We had new vulnerabilities or threats coming up daily. Using a traditional firewall or VPN, updates depended on a schedule, but Prisma Access updated itself by checking the threat database and protected us that way.

The biggest thing I learned from using Prisma Access was that, compared to conventional VPN applications, where we didn't know how users were behaving or when they were connecting, we could see how they were behaving and when they were connected. We could see what they encountered, the problems, before they complained.

The cloud VPN features mean we can connect everywhere and track where all our users are connecting. It's a helpful feature for us. We used to use traditional VPN tools, not cloud-based VPN, but Prisma Access came out with new, innovative features, including client-tracking, which was more valuable for our company. It was very impressive for us. The solution's VPN connection provided a lot of protection and was proactive. It was a better option for us. 

Also, we can split our web application and client internet traffic with Prisma Access so that it is protecting both web applications and our specific, non-web applications. The protection for web-based applications was helpful for my colleagues who didn't want a particular application on their devices. And the non-web access protection was more for our developers because they were writing and building code on their computers. Prisma Access was able to protect them.

Sometimes, we encountered a portal crash. When we told Palo Alto they said it might be the browser or cache, but I think they need to improve it on their side.

I have been using Prisma Access by Palo Alto for four years. I integrated it for my first company and I implemented it for a proof of concept for another company and they love it.
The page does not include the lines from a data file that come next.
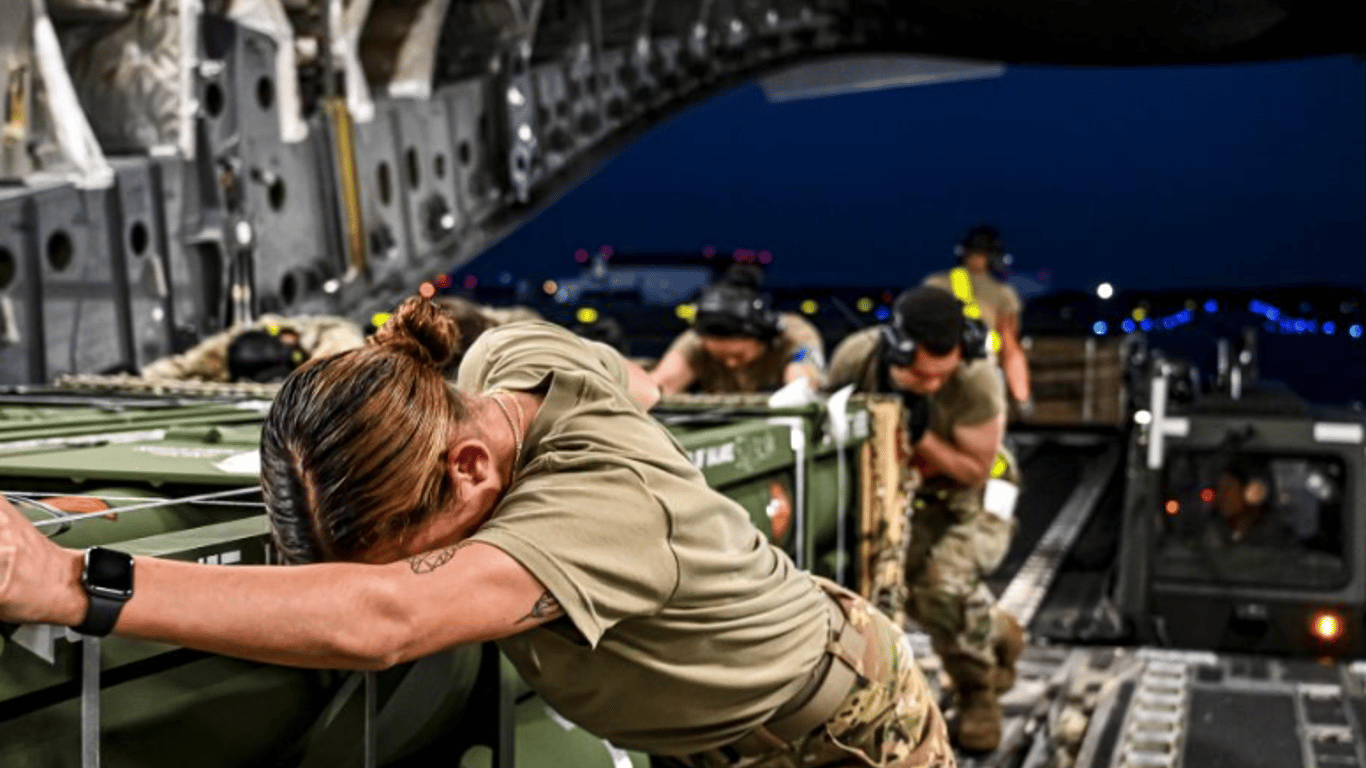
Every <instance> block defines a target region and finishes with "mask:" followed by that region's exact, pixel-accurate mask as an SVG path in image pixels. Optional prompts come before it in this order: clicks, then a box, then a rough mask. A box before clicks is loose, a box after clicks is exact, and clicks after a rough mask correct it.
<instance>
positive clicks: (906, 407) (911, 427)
mask: <svg viewBox="0 0 1366 768" xmlns="http://www.w3.org/2000/svg"><path fill="white" fill-rule="evenodd" d="M902 403H903V404H904V406H906V432H907V435H908V436H910V440H911V447H912V448H914V447H915V445H918V444H919V443H921V437H925V432H926V430H928V429H929V428H930V400H929V398H926V396H923V395H917V394H914V392H902Z"/></svg>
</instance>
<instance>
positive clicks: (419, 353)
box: [374, 297, 460, 370]
mask: <svg viewBox="0 0 1366 768" xmlns="http://www.w3.org/2000/svg"><path fill="white" fill-rule="evenodd" d="M374 343H377V344H381V346H385V347H389V348H393V350H396V351H402V353H404V354H408V355H413V357H414V358H415V359H417V361H418V362H422V364H423V365H430V366H433V368H436V369H438V370H441V369H445V366H447V365H449V364H451V361H452V359H455V355H456V354H459V351H460V329H459V328H458V327H456V324H455V321H454V320H451V316H448V314H447V313H444V312H441V310H440V309H437V307H436V306H434V305H433V303H432V302H430V301H428V299H425V298H422V297H408V298H407V299H404V301H403V303H400V305H399V309H396V310H395V312H393V316H392V317H389V321H388V323H385V324H384V327H382V328H380V329H378V331H376V333H374Z"/></svg>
In my current company, we are not using it because this company is working on-prem, but we have a digital transformation plan for next year.

It's reliable.

It provides scalability in terms of the features and they are giving a bonus depending on the number of users. In my previous company we had 2,000 users.

I am always tracking the new technologies and features. I see there are many AI and digital technologies and I believe Prisma Access will use these more effectively. It may integrate with AI technologies and some of the analysis, as well as policies and access, will be done automatically by Prisma Access.

They have a separate technical team for Prisma Access. Normally, Palo Alto has TAC engineers working on their different products, but they have a specific Prisma Access support team in my country. When we called or created tickets they supported us immensely. I expected to hear from them within one hour.

Positive

We used a traditional VPN solution, but nothing like Prisma Access.

The initial setup is very easy. I have deployed it three times and it was integrated within two hours.

One network engineer, one network security engineer, and a system engineer are enough for the deployment and maintenance.

The implementation strategy was designed by Palo Alto engineers. They have good tech support guys who assisted us and explained all steps. They gave us some options and helped us choose the most effective way.

When they configured it from our requirements it worked the first time. Normally things didn't work like that before, but with Prisma Access it was integrated on the first try.

Where I'm working now we have FortiGate but at my old company, we didn't prefer that. When Palo Alto did the presentation at my old company, we understood they were professionals and that their features were more valuable than FortiGate.

You don't need to worry because it will be integrated very quickly when you work with the Prisma Access support team. Be sure to ask many questions to understand the Prisma Access features and you will be able to use it very effectively.